L’entreprise longueuilloise, spécialisée dans les travaux d’asphaltage et de réhabilitation de la chaussée, avait obtenu le contrat d’épandage pour l’autoroute 70 et la route 170, entre Chicoutimi et Saint-Bruno, au Saguenay—Lac-Saint-Jean, en 2008. Plusieurs secteurs de ces routes étaient mal en point puisque d’importantes ornières s’étaient formées sur la chaussée quelques années auparavant.
Le produit utilisé par Talon Sebeq était un enrobé coulé à froid qui devait prolonger à moindre coût la durée de vie des surfaces asphaltées.
Or, un an après ces travaux, le MTQ a constaté que les surfaces s’usaient prématurément et a demandé à Talon Sebeq de reprendre les travaux.
L’entreprise, qui a déjà réalisé d’importants travaux de pavage sur les autoroutes 10, 30 et 50 au cours des dernières années, a alors repris des travaux de 1,4 M$ en 2009 et en 2010. Or, ce sont ces travaux que Transport Québec refusait de payer, décidant unilatéralement de résilier le contrat intervenu avec Talon Sebeq en 2008.
Dans son jugement rendu le 25 juin, la Cour supérieure a donné raison à Talon Sebeq et condamné le MTQ à lui payer les travaux que l’entreprise a dû reprendre.

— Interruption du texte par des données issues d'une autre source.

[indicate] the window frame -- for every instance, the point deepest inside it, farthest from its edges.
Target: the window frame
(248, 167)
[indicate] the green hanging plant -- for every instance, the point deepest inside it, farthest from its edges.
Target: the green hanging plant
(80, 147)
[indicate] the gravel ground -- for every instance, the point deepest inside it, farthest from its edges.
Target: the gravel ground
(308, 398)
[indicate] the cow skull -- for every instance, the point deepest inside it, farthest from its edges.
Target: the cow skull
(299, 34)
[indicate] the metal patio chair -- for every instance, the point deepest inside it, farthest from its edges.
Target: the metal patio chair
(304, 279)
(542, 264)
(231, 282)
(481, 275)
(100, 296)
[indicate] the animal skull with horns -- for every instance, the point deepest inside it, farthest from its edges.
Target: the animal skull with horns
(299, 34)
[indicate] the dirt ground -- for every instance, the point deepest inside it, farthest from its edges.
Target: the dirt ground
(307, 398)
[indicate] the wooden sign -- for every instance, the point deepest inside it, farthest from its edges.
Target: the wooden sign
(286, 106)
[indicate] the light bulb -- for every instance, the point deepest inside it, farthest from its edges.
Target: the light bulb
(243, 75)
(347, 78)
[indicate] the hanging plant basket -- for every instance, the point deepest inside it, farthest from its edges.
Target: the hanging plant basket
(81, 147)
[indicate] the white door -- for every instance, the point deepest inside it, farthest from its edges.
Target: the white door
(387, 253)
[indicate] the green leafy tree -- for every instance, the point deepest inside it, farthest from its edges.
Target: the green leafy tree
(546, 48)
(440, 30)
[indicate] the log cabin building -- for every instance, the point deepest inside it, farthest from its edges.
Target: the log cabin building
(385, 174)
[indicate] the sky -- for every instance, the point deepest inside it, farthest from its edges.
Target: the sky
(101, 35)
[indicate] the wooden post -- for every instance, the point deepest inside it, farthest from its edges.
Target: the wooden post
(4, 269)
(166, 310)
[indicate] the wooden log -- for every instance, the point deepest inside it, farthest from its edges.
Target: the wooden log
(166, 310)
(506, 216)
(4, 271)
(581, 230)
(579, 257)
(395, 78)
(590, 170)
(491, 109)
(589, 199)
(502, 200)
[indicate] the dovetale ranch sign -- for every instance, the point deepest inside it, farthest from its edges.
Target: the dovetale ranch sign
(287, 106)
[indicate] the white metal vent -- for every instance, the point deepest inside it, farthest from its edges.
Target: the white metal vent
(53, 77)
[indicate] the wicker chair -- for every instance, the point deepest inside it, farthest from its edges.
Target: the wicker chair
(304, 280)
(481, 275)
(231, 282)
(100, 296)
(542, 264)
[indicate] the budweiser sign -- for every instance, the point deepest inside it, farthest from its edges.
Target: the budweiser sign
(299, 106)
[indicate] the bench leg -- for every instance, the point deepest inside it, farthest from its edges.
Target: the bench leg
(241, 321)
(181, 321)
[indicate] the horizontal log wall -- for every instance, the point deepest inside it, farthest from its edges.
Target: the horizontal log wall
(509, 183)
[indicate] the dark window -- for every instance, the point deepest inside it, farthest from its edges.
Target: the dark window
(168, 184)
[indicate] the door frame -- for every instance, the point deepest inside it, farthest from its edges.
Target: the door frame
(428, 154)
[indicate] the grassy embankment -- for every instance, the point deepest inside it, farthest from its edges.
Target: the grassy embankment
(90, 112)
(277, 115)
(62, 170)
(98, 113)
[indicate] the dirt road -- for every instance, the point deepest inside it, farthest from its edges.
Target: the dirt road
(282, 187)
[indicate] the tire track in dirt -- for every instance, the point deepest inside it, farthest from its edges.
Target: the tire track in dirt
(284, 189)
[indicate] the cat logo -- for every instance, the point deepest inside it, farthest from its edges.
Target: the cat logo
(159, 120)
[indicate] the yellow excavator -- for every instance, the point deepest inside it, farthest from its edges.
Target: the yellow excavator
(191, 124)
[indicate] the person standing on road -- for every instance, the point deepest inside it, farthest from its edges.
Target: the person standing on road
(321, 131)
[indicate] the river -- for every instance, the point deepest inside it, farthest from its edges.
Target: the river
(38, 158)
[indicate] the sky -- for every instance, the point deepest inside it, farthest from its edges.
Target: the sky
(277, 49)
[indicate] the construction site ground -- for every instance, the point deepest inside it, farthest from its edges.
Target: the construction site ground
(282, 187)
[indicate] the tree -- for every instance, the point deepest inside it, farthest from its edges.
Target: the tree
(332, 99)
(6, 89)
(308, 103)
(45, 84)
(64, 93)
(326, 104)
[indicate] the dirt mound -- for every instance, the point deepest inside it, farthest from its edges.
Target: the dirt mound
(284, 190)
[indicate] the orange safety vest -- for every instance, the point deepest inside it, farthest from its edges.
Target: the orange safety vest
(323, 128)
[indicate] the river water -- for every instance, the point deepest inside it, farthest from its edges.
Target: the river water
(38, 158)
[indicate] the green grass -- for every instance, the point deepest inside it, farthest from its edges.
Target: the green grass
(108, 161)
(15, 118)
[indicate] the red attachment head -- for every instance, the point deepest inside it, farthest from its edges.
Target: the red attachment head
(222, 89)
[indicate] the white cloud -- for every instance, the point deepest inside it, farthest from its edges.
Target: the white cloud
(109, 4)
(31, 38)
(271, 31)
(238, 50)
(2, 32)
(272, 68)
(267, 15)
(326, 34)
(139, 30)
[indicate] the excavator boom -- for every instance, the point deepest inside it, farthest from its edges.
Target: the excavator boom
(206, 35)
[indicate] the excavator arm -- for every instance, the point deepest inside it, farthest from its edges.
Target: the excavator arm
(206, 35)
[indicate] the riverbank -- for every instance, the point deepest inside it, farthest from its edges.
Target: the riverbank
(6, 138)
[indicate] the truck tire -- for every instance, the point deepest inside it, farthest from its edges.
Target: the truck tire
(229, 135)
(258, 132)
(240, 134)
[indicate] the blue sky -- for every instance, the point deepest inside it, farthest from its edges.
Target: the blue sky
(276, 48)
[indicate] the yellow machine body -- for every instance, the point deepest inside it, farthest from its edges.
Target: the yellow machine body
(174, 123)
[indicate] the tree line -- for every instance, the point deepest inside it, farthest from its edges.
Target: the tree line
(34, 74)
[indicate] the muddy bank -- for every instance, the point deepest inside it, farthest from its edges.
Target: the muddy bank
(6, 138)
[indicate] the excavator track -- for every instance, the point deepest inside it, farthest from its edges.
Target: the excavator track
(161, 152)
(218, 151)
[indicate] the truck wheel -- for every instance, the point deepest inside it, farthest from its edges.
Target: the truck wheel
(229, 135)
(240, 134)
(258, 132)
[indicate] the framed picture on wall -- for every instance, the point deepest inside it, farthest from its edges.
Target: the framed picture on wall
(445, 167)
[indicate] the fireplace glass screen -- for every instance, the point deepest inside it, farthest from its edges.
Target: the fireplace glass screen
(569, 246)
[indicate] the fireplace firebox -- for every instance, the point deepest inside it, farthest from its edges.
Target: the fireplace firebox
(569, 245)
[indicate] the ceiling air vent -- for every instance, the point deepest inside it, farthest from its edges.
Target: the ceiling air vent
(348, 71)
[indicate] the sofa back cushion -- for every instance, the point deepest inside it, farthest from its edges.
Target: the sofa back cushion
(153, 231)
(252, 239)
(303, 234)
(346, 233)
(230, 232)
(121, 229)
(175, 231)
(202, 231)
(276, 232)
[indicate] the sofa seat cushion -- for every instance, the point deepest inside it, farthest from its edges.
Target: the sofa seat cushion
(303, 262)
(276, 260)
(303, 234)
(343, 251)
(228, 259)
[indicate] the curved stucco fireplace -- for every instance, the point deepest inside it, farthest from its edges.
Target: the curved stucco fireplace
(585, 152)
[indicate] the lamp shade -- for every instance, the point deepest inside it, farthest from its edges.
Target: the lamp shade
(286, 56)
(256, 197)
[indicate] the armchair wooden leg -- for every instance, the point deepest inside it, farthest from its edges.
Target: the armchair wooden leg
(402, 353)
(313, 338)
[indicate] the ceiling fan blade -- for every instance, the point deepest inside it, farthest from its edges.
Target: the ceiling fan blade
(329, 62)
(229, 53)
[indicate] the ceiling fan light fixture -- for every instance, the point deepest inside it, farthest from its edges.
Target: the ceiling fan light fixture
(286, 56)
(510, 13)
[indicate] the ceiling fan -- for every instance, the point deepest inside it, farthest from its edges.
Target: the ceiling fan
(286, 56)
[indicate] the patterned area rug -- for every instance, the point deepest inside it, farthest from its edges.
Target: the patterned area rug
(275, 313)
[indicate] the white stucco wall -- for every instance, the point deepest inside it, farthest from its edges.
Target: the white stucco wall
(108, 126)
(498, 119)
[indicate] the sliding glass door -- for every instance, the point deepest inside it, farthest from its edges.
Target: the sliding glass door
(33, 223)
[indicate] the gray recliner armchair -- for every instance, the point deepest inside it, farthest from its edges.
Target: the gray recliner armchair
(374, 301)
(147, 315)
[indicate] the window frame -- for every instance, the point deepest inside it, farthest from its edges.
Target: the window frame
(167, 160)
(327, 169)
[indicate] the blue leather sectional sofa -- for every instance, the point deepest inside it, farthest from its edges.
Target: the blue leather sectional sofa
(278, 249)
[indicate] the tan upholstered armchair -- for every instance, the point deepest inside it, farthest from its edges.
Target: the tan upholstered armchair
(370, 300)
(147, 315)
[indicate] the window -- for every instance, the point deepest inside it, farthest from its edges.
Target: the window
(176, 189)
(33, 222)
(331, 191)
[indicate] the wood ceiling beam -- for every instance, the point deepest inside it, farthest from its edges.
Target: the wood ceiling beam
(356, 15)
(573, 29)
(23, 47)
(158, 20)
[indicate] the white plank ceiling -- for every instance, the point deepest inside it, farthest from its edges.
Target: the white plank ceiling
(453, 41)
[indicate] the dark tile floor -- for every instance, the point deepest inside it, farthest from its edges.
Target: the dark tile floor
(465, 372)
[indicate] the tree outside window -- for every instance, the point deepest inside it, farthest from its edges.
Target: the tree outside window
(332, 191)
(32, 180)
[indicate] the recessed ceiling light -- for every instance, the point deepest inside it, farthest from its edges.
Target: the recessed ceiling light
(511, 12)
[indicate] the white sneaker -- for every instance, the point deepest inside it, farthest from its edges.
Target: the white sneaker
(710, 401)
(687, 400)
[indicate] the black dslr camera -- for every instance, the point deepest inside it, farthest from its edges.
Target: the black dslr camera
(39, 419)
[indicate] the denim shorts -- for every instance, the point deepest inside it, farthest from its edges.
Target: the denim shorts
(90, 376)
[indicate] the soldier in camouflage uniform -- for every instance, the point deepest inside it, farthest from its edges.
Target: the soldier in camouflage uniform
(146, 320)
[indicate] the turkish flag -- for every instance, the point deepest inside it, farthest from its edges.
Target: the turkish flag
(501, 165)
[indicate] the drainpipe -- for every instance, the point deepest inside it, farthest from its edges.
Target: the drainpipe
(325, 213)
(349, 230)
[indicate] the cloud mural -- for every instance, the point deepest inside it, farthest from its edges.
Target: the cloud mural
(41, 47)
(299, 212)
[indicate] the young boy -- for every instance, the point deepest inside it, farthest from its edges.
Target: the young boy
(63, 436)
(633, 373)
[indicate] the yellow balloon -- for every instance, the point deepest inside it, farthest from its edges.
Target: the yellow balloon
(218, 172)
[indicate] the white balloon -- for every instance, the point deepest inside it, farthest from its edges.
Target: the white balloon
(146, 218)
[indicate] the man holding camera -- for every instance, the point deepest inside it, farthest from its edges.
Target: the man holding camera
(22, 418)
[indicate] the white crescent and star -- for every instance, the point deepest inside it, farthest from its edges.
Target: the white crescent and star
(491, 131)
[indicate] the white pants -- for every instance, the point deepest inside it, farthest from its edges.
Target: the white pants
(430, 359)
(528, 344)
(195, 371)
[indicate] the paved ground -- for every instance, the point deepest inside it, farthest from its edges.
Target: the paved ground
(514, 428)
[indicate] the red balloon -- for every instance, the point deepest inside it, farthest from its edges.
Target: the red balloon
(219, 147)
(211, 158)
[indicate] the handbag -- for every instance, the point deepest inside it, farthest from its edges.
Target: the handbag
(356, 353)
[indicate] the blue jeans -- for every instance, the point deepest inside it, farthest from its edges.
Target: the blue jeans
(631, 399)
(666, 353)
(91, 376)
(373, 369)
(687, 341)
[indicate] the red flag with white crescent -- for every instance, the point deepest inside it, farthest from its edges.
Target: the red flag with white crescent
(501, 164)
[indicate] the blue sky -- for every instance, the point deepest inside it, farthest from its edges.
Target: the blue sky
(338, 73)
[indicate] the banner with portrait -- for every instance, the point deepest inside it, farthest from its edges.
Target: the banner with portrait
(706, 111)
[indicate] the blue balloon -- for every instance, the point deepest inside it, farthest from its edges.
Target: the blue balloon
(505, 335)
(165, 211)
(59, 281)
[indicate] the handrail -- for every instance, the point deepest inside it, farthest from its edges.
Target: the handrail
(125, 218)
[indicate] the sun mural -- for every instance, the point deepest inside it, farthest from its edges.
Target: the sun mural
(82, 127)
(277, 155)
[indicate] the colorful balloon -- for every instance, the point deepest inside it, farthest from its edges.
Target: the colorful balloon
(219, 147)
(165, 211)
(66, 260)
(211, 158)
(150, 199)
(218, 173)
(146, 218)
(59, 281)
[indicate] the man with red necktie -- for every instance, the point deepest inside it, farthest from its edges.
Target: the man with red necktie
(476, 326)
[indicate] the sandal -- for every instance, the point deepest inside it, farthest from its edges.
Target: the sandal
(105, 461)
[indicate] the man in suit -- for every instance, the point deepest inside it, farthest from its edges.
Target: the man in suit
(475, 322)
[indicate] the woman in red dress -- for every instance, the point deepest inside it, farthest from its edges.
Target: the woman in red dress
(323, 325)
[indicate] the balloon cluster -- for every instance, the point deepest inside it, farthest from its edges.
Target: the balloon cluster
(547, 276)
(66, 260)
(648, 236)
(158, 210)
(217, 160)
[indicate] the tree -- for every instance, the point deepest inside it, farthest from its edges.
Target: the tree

En vacances, le président de Talon Sebeq Claude Blais n’a pu commenter, alors que Transport Québec pourrait en appeler du jugement.
«Nos procureurs étudient actuellement la possibilité de porter la cause en appel», a indiqué Véronique Lalancette, porte-parole de Transport Québec au Saguenay—Lac-Saint-Jean.